O certificado de vacinação pode, eventualmente, promover a discriminação: criar uma espécie de privilegiados que, por estarem supostamente imunizados, lograrão usufruir de regalias a que os não vacinados (por vontade própria, ou por outros motivos, como por exemplo, a dependência de determinados critérios) não têm acesso.
Em Israel, por exemplo, as pessoas que estão vacinadas já podem ter acesso a determinados eventos, nomeadamente de natureza cultural, a restaurantes e a outros serviços, podendo, inclusivamente, viajar para determinados países. O seu certificado de vacinação, em suporte digital, permite-lhes um regresso à “normalidade”, digamos assim. No entanto, esse privilégio ainda não é para todos. Estamos, assim, neste caso, perante uma decisão política que os israelitas, tanto quanto se sabe, aceitaram pacificamente.
Devíamos partir sempre de um princípio de elementar justiça: imunizar deve ser visto como um ato inclusivo e não discriminativo. Se generalizarmos o mesmo princípio aos países, sabemos como em alguns deles, todo o processo de vacinação está atrasadíssimo. Gera-se, neste caso, uma discriminação transnacional (havia, há pouco tempo, 130 países sem acesso a qualquer vacina).
Mesmo que reconheçamos mérito à ciência (e reconhecemos, com certeza), ainda não é possível garantir, cientificamente, que os imunizados não voltarão a ser contaminados ou não possam ser veículos de contaminação de outros. Ou seja: a imunidade vacinal e a duração dos seus efeitos, ainda projetam, no conhecimento científico, algumas sombras. Que eficácia têm as vacinas, afinal, na redução da transmissão do vírus? Por quanto tempo tem efeito a vacina? Sabemos? Infelizmente, ainda não. Ou seja: a ciência, até à presente data, ainda não consegue dar resposta cabal a essas dúvidas. Por outro lado, há, igualmente, as variantes do vírus que podem pôr em causa a eficácia da vacina. O Jornal Expresso de 5 de março, transcreve, a propósito, o que diz o imunologista Luís Delgado, em relação aos certificados de vacinação: “não fazem cientificamente sentido nenhum.”

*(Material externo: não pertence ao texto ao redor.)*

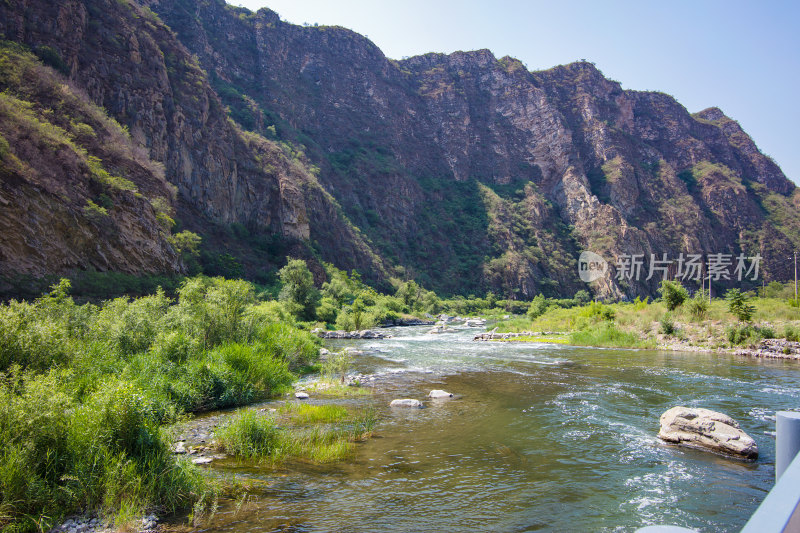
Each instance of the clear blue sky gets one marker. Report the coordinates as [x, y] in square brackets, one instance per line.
[743, 57]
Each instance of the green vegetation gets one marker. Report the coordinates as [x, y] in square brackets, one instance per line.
[738, 306]
[673, 294]
[608, 335]
[642, 324]
[84, 390]
[298, 293]
[320, 433]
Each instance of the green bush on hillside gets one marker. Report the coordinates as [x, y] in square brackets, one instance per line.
[673, 294]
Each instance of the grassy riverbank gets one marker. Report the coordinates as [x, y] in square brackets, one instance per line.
[694, 324]
[86, 389]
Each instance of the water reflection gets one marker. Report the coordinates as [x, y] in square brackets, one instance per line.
[539, 437]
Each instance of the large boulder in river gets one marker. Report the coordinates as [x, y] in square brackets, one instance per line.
[706, 429]
[406, 402]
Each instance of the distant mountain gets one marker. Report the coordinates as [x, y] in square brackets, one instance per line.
[466, 172]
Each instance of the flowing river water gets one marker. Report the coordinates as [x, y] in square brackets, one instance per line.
[540, 437]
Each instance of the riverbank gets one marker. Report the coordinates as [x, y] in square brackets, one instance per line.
[511, 444]
[651, 325]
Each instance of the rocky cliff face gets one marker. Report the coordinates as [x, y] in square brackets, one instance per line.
[64, 203]
[401, 144]
[469, 172]
[129, 63]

Se, em última instância, o certificado de vacinação vier a ser implementado, seria sensato que não fossem dispensadas, complementarmente, as medidas higiénicas e sanitárias sobejamente conhecidas: uso de máscara, utilização de desinfetante e manutenção da distância social.

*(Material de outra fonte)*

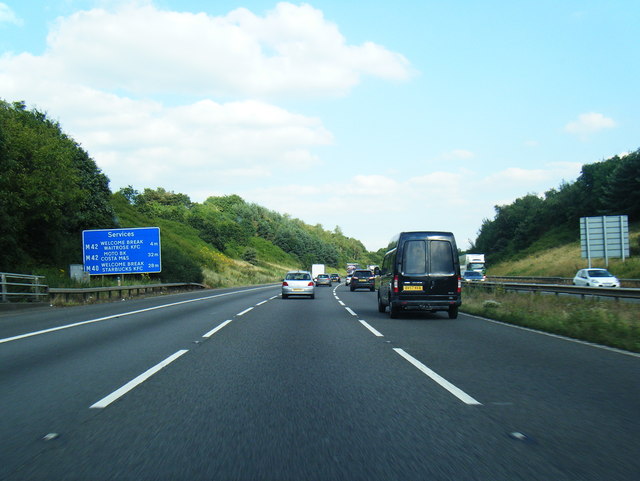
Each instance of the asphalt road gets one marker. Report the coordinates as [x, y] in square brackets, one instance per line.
[240, 384]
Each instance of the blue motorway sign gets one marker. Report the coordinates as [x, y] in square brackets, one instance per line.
[121, 251]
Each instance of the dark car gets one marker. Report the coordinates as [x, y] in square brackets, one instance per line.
[323, 280]
[362, 279]
[420, 271]
[473, 276]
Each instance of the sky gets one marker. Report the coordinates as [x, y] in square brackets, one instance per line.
[375, 117]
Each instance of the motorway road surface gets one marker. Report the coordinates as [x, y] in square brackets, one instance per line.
[241, 384]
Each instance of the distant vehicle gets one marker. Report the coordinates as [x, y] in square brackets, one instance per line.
[317, 269]
[595, 278]
[298, 283]
[473, 276]
[420, 271]
[472, 262]
[362, 278]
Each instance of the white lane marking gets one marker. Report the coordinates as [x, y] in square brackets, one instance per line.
[375, 333]
[216, 329]
[464, 397]
[104, 402]
[91, 321]
[557, 336]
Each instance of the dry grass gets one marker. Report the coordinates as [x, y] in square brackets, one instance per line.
[606, 322]
[565, 261]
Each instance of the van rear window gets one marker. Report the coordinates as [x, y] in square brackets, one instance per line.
[441, 257]
[415, 261]
[415, 258]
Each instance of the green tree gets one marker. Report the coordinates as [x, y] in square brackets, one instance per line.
[50, 190]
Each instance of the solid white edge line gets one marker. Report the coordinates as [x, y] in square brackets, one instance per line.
[464, 397]
[91, 321]
[557, 336]
[375, 333]
[104, 402]
[216, 329]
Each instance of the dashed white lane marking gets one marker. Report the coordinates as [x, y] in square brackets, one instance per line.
[375, 333]
[464, 397]
[216, 329]
[123, 314]
[104, 402]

Percebe-se que queiramos, de forma o mais célere possível, tudo fazer em benefício da economia, designadamente em prol do setor do turismo. Em todo o caso, principalmente por imperativos éticos, isso não pode acontecer na base de uma estratégia discriminatória e de tanta incerteza científica quanto ao impacto e/ou eficácia da vacina na saúde pública.
Tenhamos, apesar de tudo, a esperança de que o certificado de vacinação, caso venha a ser implementado, não constitua motivo para introduzir, mais tarde, outros “certificados”, ou outros instrumentos em formato digital, visando, acima de tudo, um controlo ainda maior das nossas vidas; uma intromissão abusiva da nossa privacidade com interesse, quase sempre, meramente lucrativo.
Pelos fundamentos aqui expostos, não concordo com o certificado ou passaporte de vacinação. Muito menos estarei interessado em ser detentor de um certificado de “créditos sociais”, recolhidos por uma qualquer via tecnológico-digital ao serviço de uma empresa ou de um governo, e posteriormente utilizados para diversas finalidades. Isto é já visível, especialmente nalguns países de “tendência” ditatorial. No entanto, não se veja nesta possibilidade alargada a outros países ditos democráticos, mais uma teoria da conspiração! Especialmente nos últimos tempos, caiu-se no exagero de se considerar qualquer discordância e /ou desalinhamento com o que é genericamente aceite e está pacificamente integrado no sistema, como conspiracionismo! Essa pode, pelo menos nalguns casos, ser outra forma subtil de nos afastarem do direito e do dever do pensamento crítico.